Face-off a hungry alligator or panda?


While facing off with a gator didn't turn out too well for my brother of the sea, Captain Hook, I will have to choose to fight....the.....WAIT!!!

Let me re-read the question:

quote:

Face-off a hungry alligator or panda?


DOES THIS MEAN I GET TO TAKE HIS FACE-OFF LIKE IN FACE-OFF?!?!?! Holy hell. Then I will be a panda-faced pirate. BOOM!!!

quote:

Have a hot wife with extremely boring sex or an ugly wife with unbelievable sex?


Ugly wife, awesome sex. Now that I am an adorable panda-faced pirate I will have no trouble scoring supermodel poon as I sail from port to port and spread my seed. I will bank on having a woman with a mouth like a Hoover at home as good backup. Nothing like getting the skin sucked off your dick after parading around the Carribean, pillaging cities and ports and getting into general hijinks all the while my fluffy panda fur is blowing in the cool ocean breeze.

quote:

Only be able to watch The Godfather pt. 1 or every Tyler Perry movie ever releasd?


My first order of business as a panda faced pirate would be to kill Tyler Perry.
Posted by iwyLSUiwy
I'm your huckleberry
Member since Apr 2008
34293 posts
Posted on 9/14/10 at 11:50 am to
quote:

People are focused on the good aspects of being a pirate, yet you have to fricking slave on a boat all day for the peg leg bitch, whos sitting in his damn office and making it rain on skanks with gold coins.


If i'm a pirate. I'm defnitely the one making it rain in my office. And sea whores can definitely make dat azz clap.
Posted by iwyLSUiwy
I'm your huckleberry
Member since Apr 2008
34293 posts
Posted on 9/14/10 at 11:54 am to
quote:

You sonofabitch! I turn my back for a few days and I come back to find that you've gone there!? (NTTAWWT) That's not fair! You can't pose a samurai/pirate question and then go to the gayness well when you know you can no longer resist the temptation of awesome wooden sandals! I call shenanigans! SHENANIGANS!!!!!

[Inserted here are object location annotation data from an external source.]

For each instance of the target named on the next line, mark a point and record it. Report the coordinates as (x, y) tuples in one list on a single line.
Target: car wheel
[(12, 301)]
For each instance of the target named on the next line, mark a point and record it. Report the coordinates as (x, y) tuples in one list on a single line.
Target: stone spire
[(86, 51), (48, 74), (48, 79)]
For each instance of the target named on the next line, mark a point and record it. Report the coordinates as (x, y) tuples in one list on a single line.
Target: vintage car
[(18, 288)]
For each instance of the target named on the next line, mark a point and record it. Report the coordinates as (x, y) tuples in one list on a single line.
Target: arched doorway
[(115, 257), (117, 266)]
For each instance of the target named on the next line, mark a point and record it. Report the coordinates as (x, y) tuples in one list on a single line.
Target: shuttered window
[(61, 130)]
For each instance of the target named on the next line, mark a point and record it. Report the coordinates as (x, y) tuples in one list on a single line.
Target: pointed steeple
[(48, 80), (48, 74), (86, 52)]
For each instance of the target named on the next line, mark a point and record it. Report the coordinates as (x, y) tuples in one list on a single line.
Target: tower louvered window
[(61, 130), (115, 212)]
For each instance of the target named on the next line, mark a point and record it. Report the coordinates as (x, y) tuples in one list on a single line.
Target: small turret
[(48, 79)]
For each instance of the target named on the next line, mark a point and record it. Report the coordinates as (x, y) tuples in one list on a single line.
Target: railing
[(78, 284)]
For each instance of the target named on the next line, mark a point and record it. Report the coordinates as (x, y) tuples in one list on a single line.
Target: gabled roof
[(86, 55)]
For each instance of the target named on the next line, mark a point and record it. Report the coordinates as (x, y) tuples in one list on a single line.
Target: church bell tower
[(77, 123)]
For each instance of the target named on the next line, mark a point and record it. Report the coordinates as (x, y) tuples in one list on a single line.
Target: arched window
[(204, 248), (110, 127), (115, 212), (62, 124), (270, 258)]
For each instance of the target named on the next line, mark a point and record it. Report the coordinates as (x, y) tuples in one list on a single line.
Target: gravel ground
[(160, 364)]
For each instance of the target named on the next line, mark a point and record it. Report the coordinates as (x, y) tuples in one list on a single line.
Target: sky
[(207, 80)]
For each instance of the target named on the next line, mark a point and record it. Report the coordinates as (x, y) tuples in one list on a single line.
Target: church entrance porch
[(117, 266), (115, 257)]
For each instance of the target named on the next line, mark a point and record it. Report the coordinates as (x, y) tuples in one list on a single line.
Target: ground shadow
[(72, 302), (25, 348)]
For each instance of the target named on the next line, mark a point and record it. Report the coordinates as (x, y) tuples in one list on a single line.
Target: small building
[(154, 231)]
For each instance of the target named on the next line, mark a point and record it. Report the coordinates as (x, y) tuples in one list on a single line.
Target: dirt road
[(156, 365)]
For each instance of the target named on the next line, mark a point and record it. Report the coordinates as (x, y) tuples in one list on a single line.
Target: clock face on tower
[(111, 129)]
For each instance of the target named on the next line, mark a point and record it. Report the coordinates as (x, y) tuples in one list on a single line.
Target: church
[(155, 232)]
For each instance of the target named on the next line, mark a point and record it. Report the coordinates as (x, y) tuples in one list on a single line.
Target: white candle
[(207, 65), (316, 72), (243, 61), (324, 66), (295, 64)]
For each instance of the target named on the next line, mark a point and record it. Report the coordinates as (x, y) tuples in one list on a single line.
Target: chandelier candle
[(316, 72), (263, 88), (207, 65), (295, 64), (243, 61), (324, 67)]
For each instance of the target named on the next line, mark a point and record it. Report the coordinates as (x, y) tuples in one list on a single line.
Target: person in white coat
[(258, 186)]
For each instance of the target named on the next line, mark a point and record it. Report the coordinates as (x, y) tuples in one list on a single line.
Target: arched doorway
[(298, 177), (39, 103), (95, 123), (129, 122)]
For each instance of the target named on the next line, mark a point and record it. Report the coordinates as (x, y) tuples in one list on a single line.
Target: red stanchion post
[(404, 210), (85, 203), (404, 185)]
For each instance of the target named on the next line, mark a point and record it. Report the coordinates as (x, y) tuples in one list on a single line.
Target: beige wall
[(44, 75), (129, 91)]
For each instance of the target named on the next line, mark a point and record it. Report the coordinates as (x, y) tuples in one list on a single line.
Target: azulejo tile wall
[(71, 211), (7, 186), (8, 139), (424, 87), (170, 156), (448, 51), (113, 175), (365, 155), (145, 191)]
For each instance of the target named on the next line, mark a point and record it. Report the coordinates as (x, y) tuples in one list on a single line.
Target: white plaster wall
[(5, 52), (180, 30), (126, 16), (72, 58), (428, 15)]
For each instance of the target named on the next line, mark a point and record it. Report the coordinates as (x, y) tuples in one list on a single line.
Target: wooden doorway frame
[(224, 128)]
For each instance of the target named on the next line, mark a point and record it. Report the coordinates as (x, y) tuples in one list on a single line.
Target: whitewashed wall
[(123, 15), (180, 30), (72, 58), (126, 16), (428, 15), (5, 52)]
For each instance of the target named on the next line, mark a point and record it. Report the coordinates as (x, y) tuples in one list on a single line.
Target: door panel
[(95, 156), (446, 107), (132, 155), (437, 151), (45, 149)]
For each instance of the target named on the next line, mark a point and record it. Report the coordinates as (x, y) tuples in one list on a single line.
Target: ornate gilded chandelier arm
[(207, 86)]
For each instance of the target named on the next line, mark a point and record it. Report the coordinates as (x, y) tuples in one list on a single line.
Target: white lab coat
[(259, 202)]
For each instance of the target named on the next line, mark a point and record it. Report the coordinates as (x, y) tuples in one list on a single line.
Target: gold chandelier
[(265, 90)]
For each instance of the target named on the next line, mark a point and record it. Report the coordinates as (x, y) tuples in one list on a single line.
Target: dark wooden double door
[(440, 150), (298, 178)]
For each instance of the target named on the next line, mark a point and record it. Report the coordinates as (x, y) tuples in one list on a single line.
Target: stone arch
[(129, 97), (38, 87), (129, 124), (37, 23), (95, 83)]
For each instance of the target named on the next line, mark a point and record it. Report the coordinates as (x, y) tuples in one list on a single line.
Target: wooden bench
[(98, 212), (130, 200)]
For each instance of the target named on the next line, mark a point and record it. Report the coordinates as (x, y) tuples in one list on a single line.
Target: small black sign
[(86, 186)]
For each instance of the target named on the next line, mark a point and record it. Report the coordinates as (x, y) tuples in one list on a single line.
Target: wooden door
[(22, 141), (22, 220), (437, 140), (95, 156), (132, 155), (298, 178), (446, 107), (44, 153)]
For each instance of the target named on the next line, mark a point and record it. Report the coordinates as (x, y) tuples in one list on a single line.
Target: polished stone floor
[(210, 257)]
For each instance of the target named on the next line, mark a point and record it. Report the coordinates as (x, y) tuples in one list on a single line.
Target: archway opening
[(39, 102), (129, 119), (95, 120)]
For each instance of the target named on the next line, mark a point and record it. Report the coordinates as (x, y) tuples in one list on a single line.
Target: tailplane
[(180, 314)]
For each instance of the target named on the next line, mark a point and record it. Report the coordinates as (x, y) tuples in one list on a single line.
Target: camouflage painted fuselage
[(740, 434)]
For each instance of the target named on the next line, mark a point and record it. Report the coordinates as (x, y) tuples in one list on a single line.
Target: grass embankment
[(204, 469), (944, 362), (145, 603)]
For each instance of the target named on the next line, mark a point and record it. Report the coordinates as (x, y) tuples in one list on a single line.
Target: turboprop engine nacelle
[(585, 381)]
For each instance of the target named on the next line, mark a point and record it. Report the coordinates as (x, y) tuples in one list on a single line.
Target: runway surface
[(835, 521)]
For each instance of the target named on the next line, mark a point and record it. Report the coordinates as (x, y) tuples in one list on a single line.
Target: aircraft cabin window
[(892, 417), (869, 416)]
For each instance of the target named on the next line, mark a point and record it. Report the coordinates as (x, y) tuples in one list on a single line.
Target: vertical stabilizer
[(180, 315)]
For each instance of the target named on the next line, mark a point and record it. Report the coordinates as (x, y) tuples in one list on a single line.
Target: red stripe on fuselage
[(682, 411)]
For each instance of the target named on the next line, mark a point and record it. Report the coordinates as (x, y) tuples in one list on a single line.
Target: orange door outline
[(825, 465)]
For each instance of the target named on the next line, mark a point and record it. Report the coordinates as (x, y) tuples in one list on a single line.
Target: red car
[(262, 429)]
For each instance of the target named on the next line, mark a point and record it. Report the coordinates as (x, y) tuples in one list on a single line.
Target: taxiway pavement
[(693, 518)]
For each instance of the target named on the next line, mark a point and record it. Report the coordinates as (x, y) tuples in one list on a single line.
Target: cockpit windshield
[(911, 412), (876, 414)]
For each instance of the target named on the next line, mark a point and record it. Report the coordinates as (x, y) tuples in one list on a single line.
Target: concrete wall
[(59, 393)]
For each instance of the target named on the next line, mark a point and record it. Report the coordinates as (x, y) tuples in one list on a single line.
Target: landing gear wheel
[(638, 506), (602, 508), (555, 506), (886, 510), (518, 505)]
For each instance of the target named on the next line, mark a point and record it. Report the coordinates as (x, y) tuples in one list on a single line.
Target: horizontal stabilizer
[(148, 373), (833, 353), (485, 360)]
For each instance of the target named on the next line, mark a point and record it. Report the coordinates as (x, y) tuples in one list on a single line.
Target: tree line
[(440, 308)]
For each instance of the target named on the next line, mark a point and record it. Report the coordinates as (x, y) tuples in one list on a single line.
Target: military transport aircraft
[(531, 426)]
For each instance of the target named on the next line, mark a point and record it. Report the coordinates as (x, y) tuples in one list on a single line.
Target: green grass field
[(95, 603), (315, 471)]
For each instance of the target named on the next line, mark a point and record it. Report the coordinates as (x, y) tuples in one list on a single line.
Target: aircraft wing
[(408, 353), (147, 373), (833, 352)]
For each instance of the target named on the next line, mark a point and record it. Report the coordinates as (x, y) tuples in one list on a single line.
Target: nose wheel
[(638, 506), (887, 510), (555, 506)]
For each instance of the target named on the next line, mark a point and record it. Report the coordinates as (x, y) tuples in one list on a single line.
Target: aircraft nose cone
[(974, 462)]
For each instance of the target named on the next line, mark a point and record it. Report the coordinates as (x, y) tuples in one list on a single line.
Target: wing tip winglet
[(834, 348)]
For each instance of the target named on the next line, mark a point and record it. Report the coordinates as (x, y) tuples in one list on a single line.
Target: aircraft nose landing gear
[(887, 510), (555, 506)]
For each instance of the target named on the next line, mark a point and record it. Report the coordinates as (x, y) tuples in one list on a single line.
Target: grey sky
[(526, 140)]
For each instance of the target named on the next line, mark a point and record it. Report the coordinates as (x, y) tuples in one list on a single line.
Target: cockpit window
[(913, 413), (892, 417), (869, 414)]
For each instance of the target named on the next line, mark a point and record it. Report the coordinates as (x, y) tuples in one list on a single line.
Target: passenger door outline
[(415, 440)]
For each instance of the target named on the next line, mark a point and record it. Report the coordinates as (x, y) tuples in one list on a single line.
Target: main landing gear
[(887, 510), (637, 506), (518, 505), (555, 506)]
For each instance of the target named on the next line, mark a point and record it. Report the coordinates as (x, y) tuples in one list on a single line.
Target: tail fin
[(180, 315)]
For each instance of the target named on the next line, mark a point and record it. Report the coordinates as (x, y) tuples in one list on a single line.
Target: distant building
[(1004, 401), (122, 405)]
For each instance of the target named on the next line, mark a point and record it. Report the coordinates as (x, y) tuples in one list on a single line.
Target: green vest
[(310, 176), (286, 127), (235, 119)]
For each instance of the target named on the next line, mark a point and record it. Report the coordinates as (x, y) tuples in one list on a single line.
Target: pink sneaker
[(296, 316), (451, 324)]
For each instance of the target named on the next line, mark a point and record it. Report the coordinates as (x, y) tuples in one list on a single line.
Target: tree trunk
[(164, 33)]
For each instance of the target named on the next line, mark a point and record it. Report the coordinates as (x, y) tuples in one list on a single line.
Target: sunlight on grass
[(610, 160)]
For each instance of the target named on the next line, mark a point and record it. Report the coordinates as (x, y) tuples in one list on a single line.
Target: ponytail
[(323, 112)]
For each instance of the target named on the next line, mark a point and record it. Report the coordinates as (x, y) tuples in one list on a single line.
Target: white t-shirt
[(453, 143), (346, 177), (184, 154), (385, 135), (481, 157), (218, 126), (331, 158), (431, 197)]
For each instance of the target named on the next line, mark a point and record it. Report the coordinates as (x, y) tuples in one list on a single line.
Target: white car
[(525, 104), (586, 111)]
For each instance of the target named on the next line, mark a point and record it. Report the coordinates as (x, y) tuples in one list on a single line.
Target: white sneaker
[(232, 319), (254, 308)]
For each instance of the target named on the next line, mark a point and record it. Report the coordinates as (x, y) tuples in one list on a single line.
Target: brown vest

Expect to wake up w/ a panda head in your bed within the week, sir. And inside that panda head will be a fortune cookie telling you that Pirate Neptune, god of the pirate sea, is displeased with your actions in this thread and will have your ship wrecked and you washed ashore to Samurai Fire Island, where you will be raped by homo-samurais for the remainder of your natural life. They will take your "Pirate Booty."